Role of anisotropic electronic friction in laser-driven hydrogen recombination on copper

Abstract

Ultrafast light-driven chemical dynamics at surfaces are governed by energy transfer from excited electrons to vibrational degrees of freedom. When this nonadiabatic energy transfer is anisotropic, it can lead to dynamical steering effects that affect reaction probabilities or non-thermal final energy distributions in molecules. Here, we use a machine-learning-enabled simulation framework to compare isotropic and anisotropic models of electronic friction during laser-driven hydrogen evolution on the (111) facet of copper.
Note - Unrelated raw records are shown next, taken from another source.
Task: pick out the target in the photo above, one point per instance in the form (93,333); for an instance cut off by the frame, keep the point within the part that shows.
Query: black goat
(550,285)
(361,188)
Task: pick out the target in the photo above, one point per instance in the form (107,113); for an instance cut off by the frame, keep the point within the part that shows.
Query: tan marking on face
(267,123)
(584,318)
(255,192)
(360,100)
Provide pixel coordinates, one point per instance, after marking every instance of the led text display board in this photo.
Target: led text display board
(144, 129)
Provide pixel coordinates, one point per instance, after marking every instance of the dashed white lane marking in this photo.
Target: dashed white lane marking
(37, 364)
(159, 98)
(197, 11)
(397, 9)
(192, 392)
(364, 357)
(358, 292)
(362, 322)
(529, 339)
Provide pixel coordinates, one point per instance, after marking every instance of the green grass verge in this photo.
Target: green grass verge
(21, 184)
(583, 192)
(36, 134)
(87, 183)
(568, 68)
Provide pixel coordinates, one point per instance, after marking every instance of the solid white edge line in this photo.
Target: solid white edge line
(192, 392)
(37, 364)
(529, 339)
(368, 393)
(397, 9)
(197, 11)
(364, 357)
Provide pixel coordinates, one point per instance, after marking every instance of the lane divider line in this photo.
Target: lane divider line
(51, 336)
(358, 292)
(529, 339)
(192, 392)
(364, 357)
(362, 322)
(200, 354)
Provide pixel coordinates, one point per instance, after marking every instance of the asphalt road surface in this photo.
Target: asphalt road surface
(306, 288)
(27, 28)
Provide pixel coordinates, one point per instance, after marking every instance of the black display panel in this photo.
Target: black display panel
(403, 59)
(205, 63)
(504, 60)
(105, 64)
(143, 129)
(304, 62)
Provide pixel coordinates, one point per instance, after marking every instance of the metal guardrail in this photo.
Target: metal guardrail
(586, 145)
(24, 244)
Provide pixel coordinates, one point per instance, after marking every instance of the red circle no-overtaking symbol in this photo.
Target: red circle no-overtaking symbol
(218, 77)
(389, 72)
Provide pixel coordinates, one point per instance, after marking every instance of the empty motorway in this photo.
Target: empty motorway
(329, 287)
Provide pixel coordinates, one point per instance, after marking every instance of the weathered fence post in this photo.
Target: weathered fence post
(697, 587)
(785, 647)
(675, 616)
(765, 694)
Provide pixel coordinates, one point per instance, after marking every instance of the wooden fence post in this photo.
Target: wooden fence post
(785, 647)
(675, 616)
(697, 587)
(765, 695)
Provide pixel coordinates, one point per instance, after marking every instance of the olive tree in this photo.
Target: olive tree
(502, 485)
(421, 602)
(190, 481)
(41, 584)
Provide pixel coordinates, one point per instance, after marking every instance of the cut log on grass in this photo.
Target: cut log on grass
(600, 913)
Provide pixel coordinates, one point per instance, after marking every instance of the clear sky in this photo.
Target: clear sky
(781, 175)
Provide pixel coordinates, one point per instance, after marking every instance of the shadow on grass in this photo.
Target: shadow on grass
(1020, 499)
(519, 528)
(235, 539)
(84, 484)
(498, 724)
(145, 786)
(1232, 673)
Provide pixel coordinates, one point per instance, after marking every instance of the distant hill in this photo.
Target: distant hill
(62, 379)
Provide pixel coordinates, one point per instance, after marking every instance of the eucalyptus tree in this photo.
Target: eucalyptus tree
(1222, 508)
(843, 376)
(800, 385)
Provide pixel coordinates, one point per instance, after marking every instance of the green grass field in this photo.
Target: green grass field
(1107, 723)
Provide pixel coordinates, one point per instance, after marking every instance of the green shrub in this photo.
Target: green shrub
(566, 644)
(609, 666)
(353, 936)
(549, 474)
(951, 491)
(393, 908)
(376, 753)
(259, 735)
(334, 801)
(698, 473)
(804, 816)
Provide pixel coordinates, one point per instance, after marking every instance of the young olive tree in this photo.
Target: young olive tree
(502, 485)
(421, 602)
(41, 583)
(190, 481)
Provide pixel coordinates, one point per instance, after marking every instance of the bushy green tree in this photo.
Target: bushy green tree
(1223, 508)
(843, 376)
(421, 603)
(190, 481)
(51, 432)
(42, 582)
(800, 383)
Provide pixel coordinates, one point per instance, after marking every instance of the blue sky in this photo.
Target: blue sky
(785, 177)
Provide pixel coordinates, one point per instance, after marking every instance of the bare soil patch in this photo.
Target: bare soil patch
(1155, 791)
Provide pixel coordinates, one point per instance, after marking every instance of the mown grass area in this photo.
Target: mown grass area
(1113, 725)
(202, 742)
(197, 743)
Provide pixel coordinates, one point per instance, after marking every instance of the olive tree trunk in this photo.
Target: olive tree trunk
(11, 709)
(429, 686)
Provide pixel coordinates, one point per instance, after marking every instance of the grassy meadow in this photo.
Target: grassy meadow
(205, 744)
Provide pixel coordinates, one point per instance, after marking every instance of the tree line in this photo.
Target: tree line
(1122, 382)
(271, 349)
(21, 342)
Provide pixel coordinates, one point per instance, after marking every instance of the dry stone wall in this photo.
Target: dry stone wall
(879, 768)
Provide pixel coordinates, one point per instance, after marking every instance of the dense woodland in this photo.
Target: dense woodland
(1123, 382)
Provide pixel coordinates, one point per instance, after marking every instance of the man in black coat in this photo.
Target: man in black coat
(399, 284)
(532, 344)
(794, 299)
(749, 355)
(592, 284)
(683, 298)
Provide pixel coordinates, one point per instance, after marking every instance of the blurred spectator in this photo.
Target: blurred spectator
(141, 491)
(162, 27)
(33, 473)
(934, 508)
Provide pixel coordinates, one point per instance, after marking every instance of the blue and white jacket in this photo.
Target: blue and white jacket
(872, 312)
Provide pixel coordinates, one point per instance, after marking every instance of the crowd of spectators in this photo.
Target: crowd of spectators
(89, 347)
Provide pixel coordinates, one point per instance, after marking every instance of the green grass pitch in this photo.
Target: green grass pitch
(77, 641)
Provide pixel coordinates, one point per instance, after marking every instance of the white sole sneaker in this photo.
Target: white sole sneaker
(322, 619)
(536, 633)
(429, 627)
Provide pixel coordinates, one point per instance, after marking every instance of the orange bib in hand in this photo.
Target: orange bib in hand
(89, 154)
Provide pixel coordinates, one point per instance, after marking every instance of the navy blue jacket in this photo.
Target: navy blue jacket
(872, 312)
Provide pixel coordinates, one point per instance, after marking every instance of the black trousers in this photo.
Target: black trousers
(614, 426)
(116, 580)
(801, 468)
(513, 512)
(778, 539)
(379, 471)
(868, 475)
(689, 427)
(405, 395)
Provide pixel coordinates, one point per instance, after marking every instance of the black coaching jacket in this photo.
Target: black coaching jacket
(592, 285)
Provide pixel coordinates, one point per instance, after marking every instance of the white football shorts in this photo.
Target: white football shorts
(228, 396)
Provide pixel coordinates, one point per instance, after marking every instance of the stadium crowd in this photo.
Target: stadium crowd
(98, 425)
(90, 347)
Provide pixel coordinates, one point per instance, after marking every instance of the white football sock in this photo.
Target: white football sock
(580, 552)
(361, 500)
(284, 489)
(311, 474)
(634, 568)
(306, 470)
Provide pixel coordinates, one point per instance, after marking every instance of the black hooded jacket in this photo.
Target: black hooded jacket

While anisotropic friction strongly determines the rate of energy transfer into the adsorbate and the fluence dependence of reaction probabilities, it has little effect on final translational, vibrational and rotational energy distributions as these are mainly governed by the potential energy landscape at the barrier.

Figures (5)

• Figure 1: (a) Geometries along the minimum energy path (MEP) for recombinative desorption of H2 from a Cu(111) surface and a schematic of the electron and phonon bath in the two-temperature model. The transition state geometry is marked in blue. Only the first two of six total layers of the surface slab are shown. (b) Values of electronic friction tensor components along the MEP. (c) Potential energy along the MEP.
• Figure 2: (a): Temperature profiles for the phonon ($\mathrm{T_{ph}}$) and electron ($\mathrm{T_{el}}$) thermostats in the TTM for a starting temperature of 300 K and a laser fluence of 100 J m-2. The laser intensity is indicated by the green shaded area and reaches the maximum at $\mathrm{t=0}$. (b): Average kinetic energies, $E_{\mathrm{kin,H}}$ of adsorbed H atoms over time for both electronic friction approximations. (c): Normalised distribution of desorption events over time for both electronic friction approximations.
• Figure 3: (a): Top-down view of the primitive unit cell of Cu(111) with marked high-symmetry points. Regions on the surface are shaded based on association with the nearest high-symmetry point. (b): Site hopping rates for simulations using LDFA and ODF. Both rates are normalised by the same factor so they can be compared as a measure of the efficacy of diffusion of hydrogen across the surface. (c): High-symmetry site populations over time for LDFA simulations. (d): High-symmetry site populations over time for ODF simulations.
• Figure 4: (a): Single-shot desorption probabilities for hydrogen on a Cu(111) surface as a function of absorbed laser fluence for simulations with LDFA and ODF. Statistical uncertainties from bootstrapping analysis are indicated where they are larger than the markers used. (b): Mean internal energies of desorbing H$_2$ molecules determined from LDFA and ODF simulations for a Cu(111) surface with an initial temperature of 100 K and a laser fluence of 120 J m$^{-2}$.
• Figure 5: (a): Total energy of the two hydrogen atoms as a function of time during a trajectory for the potential energy $E_V$, friction energy $E_\Lambda$ and thermal fluctuation energy $E_{\mathcal{W}}$. The EFT is represented with orbital-dependent friction. (b): Enlarged plot of the shaded region in (a) showing energy contributions immediately prior to laser-induced recombinative desorption. The energy contributions are set to zero at the onset of desorption for clarity. The distances between hydrogen atoms and between the molecule and the surface are shown as an indicator of the different stages of the trajectory. MD snapshots throughout the trajectory are shown below. The initial surface temperature was 100 K, the laser fluence 120 J m-2.